Padahal di sisi lain banyak mahasiswa hebat yang sedang berjuang keras ikut serta membangun bangsa melalui aksi – aksi mereka. Yonathan Yolius Anggara, seorang mahasiswa Fakultas Ilmu Sosial Universitas Negeri Yogyakarta yang berjuang memberikan fasilitas kepada mahasiswa lainnya di Yogyakarta untuk mengembangkan potensi diri sekaligus media memberikan manfaat kepada orang lain melalui komunitas yang dia beri nama CES (Center of Excellent Student) Jogja. Dengan semangat juang yang tertuang dalam slogan “Mencerdaskan orang sholih, mensholihkan orang cerdas”, Yonathan dan rekan – rekannya berjuang membesarkan CES Jogja. Terhitung sampai tahun 2019, Yonathan telah mampu mendampingi mahasiswa dalam meng-upgrade ketrampilan akademik maupun non akademik dengan nilai – nilai islam. Bahkan di kampusnya, para mahasiswa dengan gelar Mahasiswa Berprestasi maupun ketua organisasi mahasiswa adalah orang – orang yang pernah belajar bersama Yonathan di CES Jogja.

Contoh lainnya adalah Zikro seorang mahasiswa jurusan pertanian Universitas Pembangunan Negeri (UPN) Yogyakarta yang berjuang bersama teman – temannya membantu petani agar dapat hidup sejahtera. Melalui komunitas yang ia beri nama “Temani Petani”, Zikro dan timnya mengimplementasikan ilmu pertanian yang ia dapatkan di kampus kepada petani. Zikro dan tim memberikan pendampingan kepada petani seperti cara menanam yang baik dan benar sehingga menghasilkan panen yang melimpah. Dari sedikit contoh kontribusi yang dilakukan oleh mahasiswa di atas, maka tidak salah ketika penulis mempertanyakan “kepantasan” menilai kontribusi mahasiswa dari BEM SI.

Tidak sedikit yang menyayangkan kualitas mahasiswa saat in tidak lebih baik dari mahasiswa dulu, utamanya mahasiswa tahun 1998 yang terlibat aksi reformasi. Tidak sedikit pula warganet yang memberikan komentar negative tentang mahasiswa saat ini yang tidak mau ikut demo dan turun ke jalan, apalagi mau membela kepentingan rakyat. Dengan tulisan ini, penulis ingin menyampaikan kepada khalayak umum bahwasanya pergerakan mahasiswa sampai saat ini masih berjalan. Ada banyak mahasiswa yang berjuang dengan berbagai aktivitas maupun komunitas yang mereka kerjakan. Akan sangat tidak adil ketika standar pergerakan mahasiswa “sebatas” pada demostrasi dan turun ke jalan untuk mengkritisi kebijakan pemerintah yang hampir sebagian besar dari aspek politik. Kami (mahasiswa) diajarkan untuk menyikapi sesuatu secara komperhensif, kami juga selalu dituntut untuk aktif dalam berkontribusi kepada orang lain saat berkecimpung di dunia organisasi mahasiswa.

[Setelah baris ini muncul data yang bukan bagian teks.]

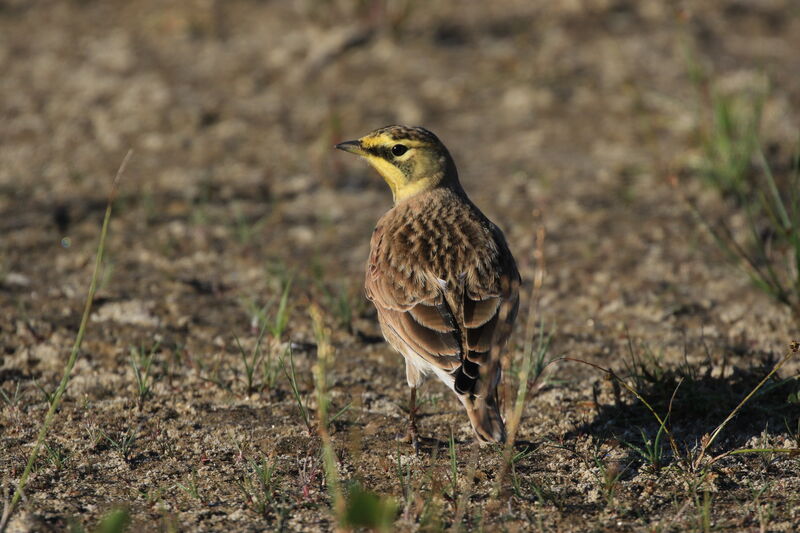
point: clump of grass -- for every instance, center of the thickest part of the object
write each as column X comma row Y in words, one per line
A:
column 608, row 476
column 731, row 140
column 291, row 376
column 698, row 461
column 652, row 449
column 251, row 362
column 259, row 358
column 73, row 357
column 123, row 444
column 258, row 485
column 141, row 360
column 359, row 507
column 768, row 200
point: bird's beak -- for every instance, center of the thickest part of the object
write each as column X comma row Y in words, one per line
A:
column 354, row 147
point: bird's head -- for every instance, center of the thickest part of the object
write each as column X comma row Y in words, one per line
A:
column 411, row 159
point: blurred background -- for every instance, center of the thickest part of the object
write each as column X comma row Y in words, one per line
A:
column 606, row 122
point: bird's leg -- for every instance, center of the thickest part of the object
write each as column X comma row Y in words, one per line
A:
column 412, row 419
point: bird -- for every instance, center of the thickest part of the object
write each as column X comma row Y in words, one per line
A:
column 440, row 275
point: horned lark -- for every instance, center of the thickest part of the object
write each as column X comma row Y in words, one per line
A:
column 440, row 274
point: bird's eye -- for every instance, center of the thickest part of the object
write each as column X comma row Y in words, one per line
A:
column 399, row 149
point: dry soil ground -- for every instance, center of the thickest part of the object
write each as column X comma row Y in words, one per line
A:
column 573, row 116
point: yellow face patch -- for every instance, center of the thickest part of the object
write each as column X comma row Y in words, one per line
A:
column 421, row 167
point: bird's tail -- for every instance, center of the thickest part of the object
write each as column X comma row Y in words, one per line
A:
column 484, row 414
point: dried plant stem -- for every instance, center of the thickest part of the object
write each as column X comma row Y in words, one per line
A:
column 73, row 356
column 515, row 415
column 324, row 355
column 791, row 352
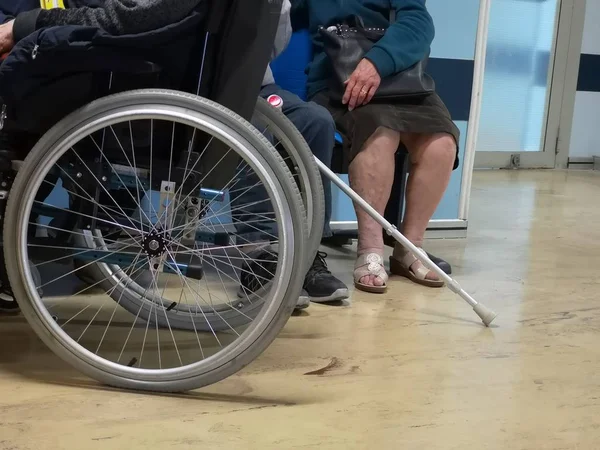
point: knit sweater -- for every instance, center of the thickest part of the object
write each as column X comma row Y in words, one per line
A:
column 406, row 41
column 120, row 17
column 117, row 17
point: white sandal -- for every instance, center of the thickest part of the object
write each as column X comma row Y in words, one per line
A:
column 370, row 264
column 402, row 267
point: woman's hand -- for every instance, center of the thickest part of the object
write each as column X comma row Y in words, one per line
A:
column 7, row 41
column 362, row 85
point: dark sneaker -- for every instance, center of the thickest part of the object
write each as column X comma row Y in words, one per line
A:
column 257, row 273
column 8, row 305
column 321, row 286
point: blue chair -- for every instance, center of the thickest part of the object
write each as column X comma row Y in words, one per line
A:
column 289, row 71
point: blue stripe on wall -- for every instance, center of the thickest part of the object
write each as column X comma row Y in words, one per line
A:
column 453, row 82
column 589, row 73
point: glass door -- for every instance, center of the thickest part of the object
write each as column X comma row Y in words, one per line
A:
column 516, row 120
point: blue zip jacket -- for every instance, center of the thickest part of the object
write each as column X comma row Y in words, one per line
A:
column 406, row 41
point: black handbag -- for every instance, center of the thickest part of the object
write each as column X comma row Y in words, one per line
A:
column 346, row 45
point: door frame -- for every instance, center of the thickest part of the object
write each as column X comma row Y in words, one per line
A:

Meskipun penulis juga merasa kualitas ormawa di berbagai kampus pada saat ini tak lebih dari sebuah EO (Event Organizer) yang dituntut untuk melakukan berbagai program kerja serta berbagai manipulasi dana yang diajarkan dari kampus demi mempermudah proses administrasi, tetapi nyatanya masih banyak mahasiswa yang melakukan pergerakan di berbagai aspek seperti social,kemasyarakatan, ekonomi, budaya, dan agama. Mereka sadar bahwa pergerakan saat ini tidak bisa hanya dilakukan dari aspek politik, tetapi upaya – upaya “menyadarkan” dan “mencerdaskan” masyarakat adalah salah satu cara terbaik untuk membuat masyarakat peduli dan tahu bahwa negaranya sedang tidak sehat. Maha, pergerakan mahasiswa bukan hanya tentang turun ke jalan dan berdemo, melainkan perjuangan bersama masyarakat untuk merawat bangsa ini dari berbagai aspek.